Receiver 13.10 for Linux

Release Date: Jun 20, 2018

Important update about Citrix Receiver
Beginning August 2018, Citrix Receiver will be replaced by Citrix Workspace app. While you can still download older versions of Citrix Receiver, new features and enhancements will be released for Citrix Workspace app.

Citrix Workspace app is a new client from Citrix that works similar to Citrix Receiver and is fully backward-compatible with your organization’s Citrix infrastructure. Citrix Workspace app provides the full capabilities of Citrix Receiver, as well as new capabilities based on your organization’s Citrix deployment.

Citrix Workspace app is built on Citrix Receiver technology, and is fully backward compatible with all Citrix solutions.

For more information, please visit the Workspace app FAQ page.
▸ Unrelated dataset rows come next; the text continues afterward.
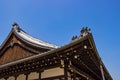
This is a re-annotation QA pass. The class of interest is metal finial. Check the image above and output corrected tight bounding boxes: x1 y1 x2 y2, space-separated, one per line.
12 22 18 28
81 27 90 36
12 22 20 32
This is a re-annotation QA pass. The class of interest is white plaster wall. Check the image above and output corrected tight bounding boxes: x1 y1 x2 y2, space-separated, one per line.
7 76 15 80
0 78 5 80
41 67 64 78
28 72 39 80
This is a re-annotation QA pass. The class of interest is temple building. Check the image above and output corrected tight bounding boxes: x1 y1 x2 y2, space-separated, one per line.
0 23 112 80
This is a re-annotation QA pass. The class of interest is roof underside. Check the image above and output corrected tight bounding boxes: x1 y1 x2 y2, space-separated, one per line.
0 26 112 80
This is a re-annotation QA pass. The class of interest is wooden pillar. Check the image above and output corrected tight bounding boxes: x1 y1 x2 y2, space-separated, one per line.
14 75 18 80
4 77 8 80
100 64 105 80
25 73 29 80
37 71 41 80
Receiver for Linux enables users to access virtual desktops and hosted applications delivered by XenDesktop and XenApp from devices running the Linux operating system. Receiver for Linux is available in English, German, Spanish, French, Japanese, Simplified Chinese and Russian.

Logging enhancements

Logging enhancements feature is an extension of Better logging I. Retail logging support is being introduced for the Connection Center, Graphics (thinwire), and End User Experience Monitoring (EUEM) modules. This enhancement helps users troubleshoot, and — in cases of complicated issues — facilitate the support team’s job by using detailed logs.

For information about enabling retail logging, see Enabling retail logging. (hyperlink to be added)

Cryptographic update

This feature is an important change to the secure communication protocol. Cipher suites with the prefix TLS_RSA_ do not offer forward secrecy. These cipher suites are now generally deprecated by the industry. However, to support backward compatibility with older versions of XenApp and XenDesktop, Receiver for Linux has an option to enable these cipher suites. For more information, see Configuring deprecated cipher suites.(hyperlink to be added)

Multi-monitor layout persistence

This feature lets you save the position of a desktop session, and then relaunch it in the same position. This feature avoids the overhead of repositioning sessions at every launch. It empowers you to dynamically adjust and save the layout information across endpoints, thus optimizing the end user experience in multi-monitor environments. For more information, see Configuring multi-monitor layout persistence.

Customers who use the SoC SDK might be required to update the plug-ins for H.264-based session graphics.

V3 Authentication Protocol

“V3” authentication indicates the third major definition of a logon protocol to NetScaler Gateway that is supported by Citrix Receiver.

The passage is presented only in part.